Come segnalato in un recente rapporto dell`Agenzia delle Nazioni Unite per il monitoraggio della Convenzione a protezione dei diritti dell`infanzia, ancora nel 2011 in Italia, anche nei casi di minori stranieri non accompagnati richiedenti asilo, le garanzie previste dal Dlgs. 25/2008, e segnalate nel Rapporto governativo, spesso risultano nella pratica inevase, in particolare rispetto alle prassi segnalate in merito alla determinazione dell’età, all’apertura della tutela e conseguente nomina del tutore.

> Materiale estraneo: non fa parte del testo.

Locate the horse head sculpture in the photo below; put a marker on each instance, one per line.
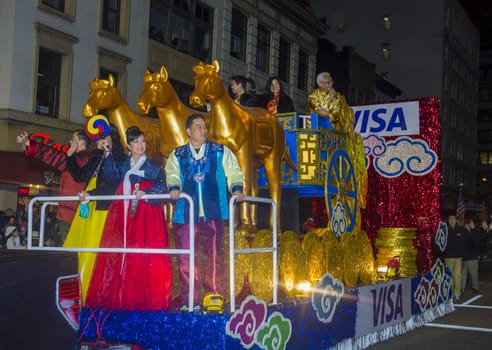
(104, 95)
(254, 135)
(159, 93)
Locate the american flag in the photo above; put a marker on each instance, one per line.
(460, 207)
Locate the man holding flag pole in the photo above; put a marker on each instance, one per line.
(455, 248)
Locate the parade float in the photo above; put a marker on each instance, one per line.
(364, 272)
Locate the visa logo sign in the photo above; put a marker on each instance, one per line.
(391, 119)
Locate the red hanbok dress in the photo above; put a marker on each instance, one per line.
(134, 281)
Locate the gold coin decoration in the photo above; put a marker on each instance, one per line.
(260, 274)
(350, 264)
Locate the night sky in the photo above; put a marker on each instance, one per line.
(480, 12)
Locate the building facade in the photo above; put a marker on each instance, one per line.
(52, 49)
(425, 48)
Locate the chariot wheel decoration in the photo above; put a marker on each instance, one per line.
(341, 193)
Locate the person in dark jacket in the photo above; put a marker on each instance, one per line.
(275, 100)
(88, 224)
(238, 91)
(470, 256)
(79, 145)
(453, 254)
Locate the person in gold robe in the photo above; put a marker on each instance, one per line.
(327, 102)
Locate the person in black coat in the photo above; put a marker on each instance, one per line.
(275, 100)
(471, 256)
(238, 91)
(104, 186)
(454, 252)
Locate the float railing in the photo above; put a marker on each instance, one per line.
(54, 200)
(233, 251)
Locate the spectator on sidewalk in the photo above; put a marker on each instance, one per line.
(470, 256)
(453, 254)
(57, 159)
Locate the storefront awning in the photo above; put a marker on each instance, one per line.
(18, 169)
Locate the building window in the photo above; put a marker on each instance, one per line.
(115, 64)
(385, 50)
(284, 60)
(61, 8)
(485, 136)
(48, 88)
(114, 19)
(56, 4)
(185, 25)
(303, 69)
(53, 72)
(238, 35)
(104, 74)
(386, 21)
(263, 49)
(485, 158)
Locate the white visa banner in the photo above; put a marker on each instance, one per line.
(389, 119)
(382, 305)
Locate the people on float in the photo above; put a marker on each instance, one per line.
(327, 102)
(13, 239)
(471, 256)
(133, 281)
(239, 93)
(205, 171)
(275, 100)
(453, 253)
(58, 159)
(87, 225)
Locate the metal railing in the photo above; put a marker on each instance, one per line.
(54, 201)
(233, 251)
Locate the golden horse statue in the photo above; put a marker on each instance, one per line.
(104, 95)
(159, 93)
(255, 136)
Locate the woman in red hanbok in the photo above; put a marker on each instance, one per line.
(133, 281)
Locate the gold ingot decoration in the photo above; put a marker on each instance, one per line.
(366, 258)
(254, 135)
(288, 235)
(397, 241)
(312, 247)
(333, 254)
(351, 267)
(293, 267)
(260, 275)
(358, 261)
(158, 93)
(242, 262)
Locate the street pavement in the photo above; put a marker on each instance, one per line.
(468, 327)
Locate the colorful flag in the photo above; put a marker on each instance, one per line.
(460, 207)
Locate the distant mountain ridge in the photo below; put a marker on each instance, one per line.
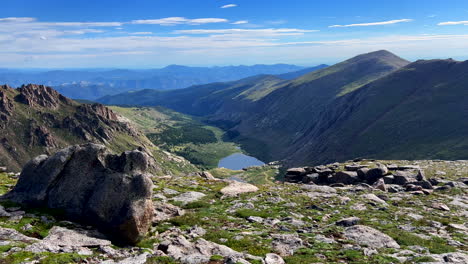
(36, 119)
(374, 105)
(92, 84)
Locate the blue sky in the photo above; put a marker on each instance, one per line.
(156, 33)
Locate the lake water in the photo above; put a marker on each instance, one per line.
(238, 161)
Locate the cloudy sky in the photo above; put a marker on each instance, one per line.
(156, 33)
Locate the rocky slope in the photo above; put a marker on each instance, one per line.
(269, 115)
(375, 105)
(201, 219)
(37, 119)
(416, 112)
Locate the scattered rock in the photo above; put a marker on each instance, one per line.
(189, 197)
(255, 219)
(207, 175)
(350, 221)
(376, 173)
(139, 259)
(318, 188)
(440, 206)
(367, 236)
(286, 244)
(272, 258)
(164, 211)
(373, 198)
(355, 167)
(235, 188)
(380, 185)
(8, 234)
(65, 240)
(345, 177)
(175, 245)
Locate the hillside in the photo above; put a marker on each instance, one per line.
(374, 105)
(180, 134)
(38, 120)
(419, 111)
(201, 100)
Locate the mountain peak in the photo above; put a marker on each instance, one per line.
(40, 95)
(382, 56)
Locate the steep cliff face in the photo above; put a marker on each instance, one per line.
(36, 119)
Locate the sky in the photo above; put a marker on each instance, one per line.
(157, 33)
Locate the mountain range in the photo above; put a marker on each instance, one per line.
(91, 84)
(375, 105)
(36, 119)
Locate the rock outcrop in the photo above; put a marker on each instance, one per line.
(410, 177)
(36, 119)
(111, 192)
(368, 236)
(40, 95)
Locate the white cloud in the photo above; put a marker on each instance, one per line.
(229, 6)
(82, 24)
(240, 22)
(239, 31)
(17, 19)
(390, 22)
(452, 23)
(171, 21)
(141, 33)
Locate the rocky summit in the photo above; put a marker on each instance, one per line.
(87, 183)
(361, 211)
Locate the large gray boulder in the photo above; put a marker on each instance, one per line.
(368, 236)
(345, 177)
(91, 185)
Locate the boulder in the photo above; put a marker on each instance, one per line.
(354, 167)
(350, 221)
(286, 244)
(345, 177)
(93, 186)
(362, 173)
(164, 211)
(380, 185)
(235, 188)
(177, 246)
(374, 174)
(295, 174)
(8, 234)
(424, 184)
(403, 177)
(368, 236)
(61, 239)
(189, 197)
(373, 198)
(311, 178)
(272, 258)
(207, 175)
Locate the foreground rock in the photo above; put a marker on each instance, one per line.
(179, 246)
(65, 240)
(235, 188)
(368, 236)
(111, 192)
(8, 234)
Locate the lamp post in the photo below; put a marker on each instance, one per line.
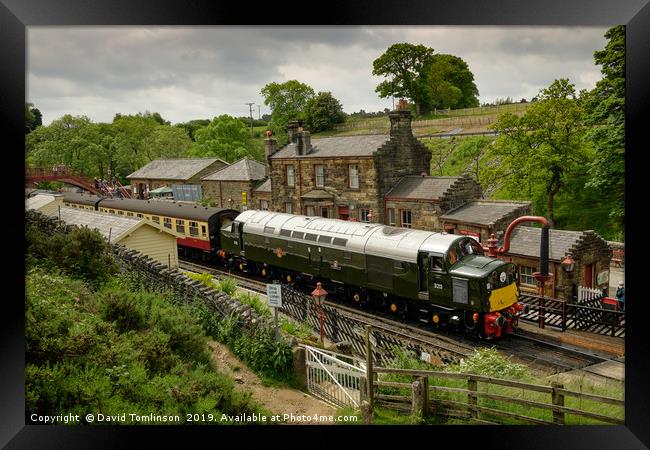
(319, 295)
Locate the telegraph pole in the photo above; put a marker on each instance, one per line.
(250, 108)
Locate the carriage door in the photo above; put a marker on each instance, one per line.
(240, 230)
(423, 275)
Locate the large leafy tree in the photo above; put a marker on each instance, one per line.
(404, 65)
(543, 148)
(287, 102)
(449, 83)
(33, 118)
(322, 112)
(227, 138)
(606, 112)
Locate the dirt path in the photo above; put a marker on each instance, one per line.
(278, 400)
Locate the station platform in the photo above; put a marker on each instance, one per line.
(613, 346)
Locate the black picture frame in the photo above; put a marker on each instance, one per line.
(16, 15)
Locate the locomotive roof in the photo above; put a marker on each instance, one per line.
(374, 239)
(162, 208)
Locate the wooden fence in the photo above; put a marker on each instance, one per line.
(592, 315)
(480, 399)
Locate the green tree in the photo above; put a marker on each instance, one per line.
(544, 147)
(449, 83)
(287, 102)
(33, 118)
(606, 107)
(227, 138)
(322, 112)
(404, 65)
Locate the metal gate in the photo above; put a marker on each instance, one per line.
(334, 377)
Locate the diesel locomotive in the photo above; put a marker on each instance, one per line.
(439, 278)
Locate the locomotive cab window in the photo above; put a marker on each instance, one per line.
(194, 228)
(436, 263)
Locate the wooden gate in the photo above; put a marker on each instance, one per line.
(334, 377)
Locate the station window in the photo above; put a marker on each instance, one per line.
(406, 218)
(363, 214)
(194, 228)
(320, 175)
(291, 176)
(353, 177)
(392, 217)
(526, 275)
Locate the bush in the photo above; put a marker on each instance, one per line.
(83, 253)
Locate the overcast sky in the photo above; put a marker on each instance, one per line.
(189, 73)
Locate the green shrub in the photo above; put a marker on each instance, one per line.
(228, 285)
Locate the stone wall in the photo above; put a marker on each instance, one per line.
(336, 184)
(462, 191)
(158, 276)
(424, 215)
(221, 191)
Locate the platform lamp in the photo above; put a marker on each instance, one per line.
(568, 264)
(319, 295)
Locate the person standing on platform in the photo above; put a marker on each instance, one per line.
(620, 295)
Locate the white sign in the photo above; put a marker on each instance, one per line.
(274, 293)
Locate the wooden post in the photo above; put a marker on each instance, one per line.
(558, 400)
(420, 397)
(472, 399)
(366, 412)
(369, 374)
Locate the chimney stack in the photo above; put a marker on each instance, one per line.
(292, 130)
(270, 147)
(400, 119)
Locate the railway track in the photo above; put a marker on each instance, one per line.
(539, 355)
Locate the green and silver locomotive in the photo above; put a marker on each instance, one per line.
(440, 278)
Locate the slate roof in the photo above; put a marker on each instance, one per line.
(483, 212)
(117, 227)
(243, 170)
(525, 241)
(264, 187)
(173, 169)
(421, 188)
(336, 147)
(316, 194)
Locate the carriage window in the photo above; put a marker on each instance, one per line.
(194, 228)
(298, 234)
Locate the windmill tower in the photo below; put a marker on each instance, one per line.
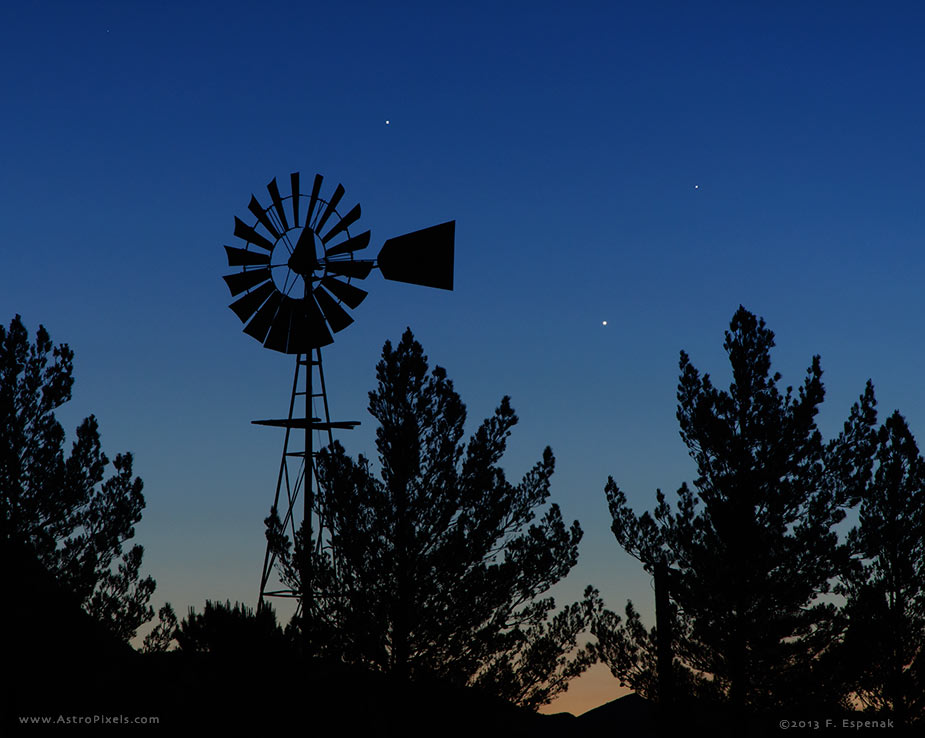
(298, 269)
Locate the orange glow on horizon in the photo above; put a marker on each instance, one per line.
(594, 688)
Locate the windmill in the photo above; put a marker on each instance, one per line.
(297, 280)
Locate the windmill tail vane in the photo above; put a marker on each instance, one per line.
(295, 287)
(299, 266)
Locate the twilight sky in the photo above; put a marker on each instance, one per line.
(649, 164)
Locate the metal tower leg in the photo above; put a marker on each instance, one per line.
(290, 481)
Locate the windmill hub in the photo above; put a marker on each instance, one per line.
(304, 258)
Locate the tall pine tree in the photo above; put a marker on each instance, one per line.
(750, 550)
(438, 567)
(65, 510)
(883, 653)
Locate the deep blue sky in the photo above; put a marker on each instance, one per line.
(650, 164)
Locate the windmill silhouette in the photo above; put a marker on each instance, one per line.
(298, 269)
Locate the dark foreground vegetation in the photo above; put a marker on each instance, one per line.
(424, 606)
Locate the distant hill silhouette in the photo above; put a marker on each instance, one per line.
(60, 661)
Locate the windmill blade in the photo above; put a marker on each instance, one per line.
(337, 317)
(423, 257)
(299, 338)
(257, 209)
(246, 306)
(348, 294)
(332, 205)
(350, 245)
(241, 281)
(243, 257)
(316, 188)
(344, 223)
(261, 322)
(247, 233)
(318, 333)
(278, 337)
(359, 269)
(294, 181)
(273, 189)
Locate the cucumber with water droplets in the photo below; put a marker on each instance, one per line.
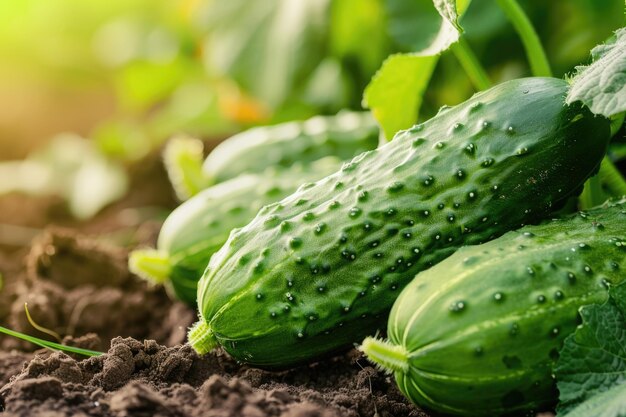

All`esigenza generalmente avvertita di un maggiore coordinamento delle iniziative a protezione dei minori stranieri non accompagnati si è poi risposto con una trasformazione radicale del sistema di prima e di seconda accoglienza, con gli ennesimi provvedimenti di protezione civile, che nella loro intempestività e per la mancanza di adeguate risorse, stanno determinando problemi ancora più gravi di quelli che si intendeva risolvere. Non sembra ancora seriamente affrontato il problema di una equa distribuzione dei minori non accompagnati su tutto il territorio nazionale, e il coordinamento richiesto ad una pletora di organi burocratici, di nuova o di antica istituzione, rischia di tradursi in una clamorosa violazione degli obblighi di protezione ed assistenza fissati dalla legge. Alla fine, compare sempre lo spauracchio della detenzione e dell`espulsione, senza alternative possibili nella legalità, al compimento della maggiore età, e questo sembra destinato ad alimentare una crescente propensione alla fuga dai centri di accoglienza. Il trattamento assai pesante riservato dalla polizia ai minori stranieri non accompagnati, soprattutto tunisini ed egiziani, non costituisce certo la premessa per una mediazione e per la costruzione di un rapporto basato sul rispetto reciproco di diritti e doveri.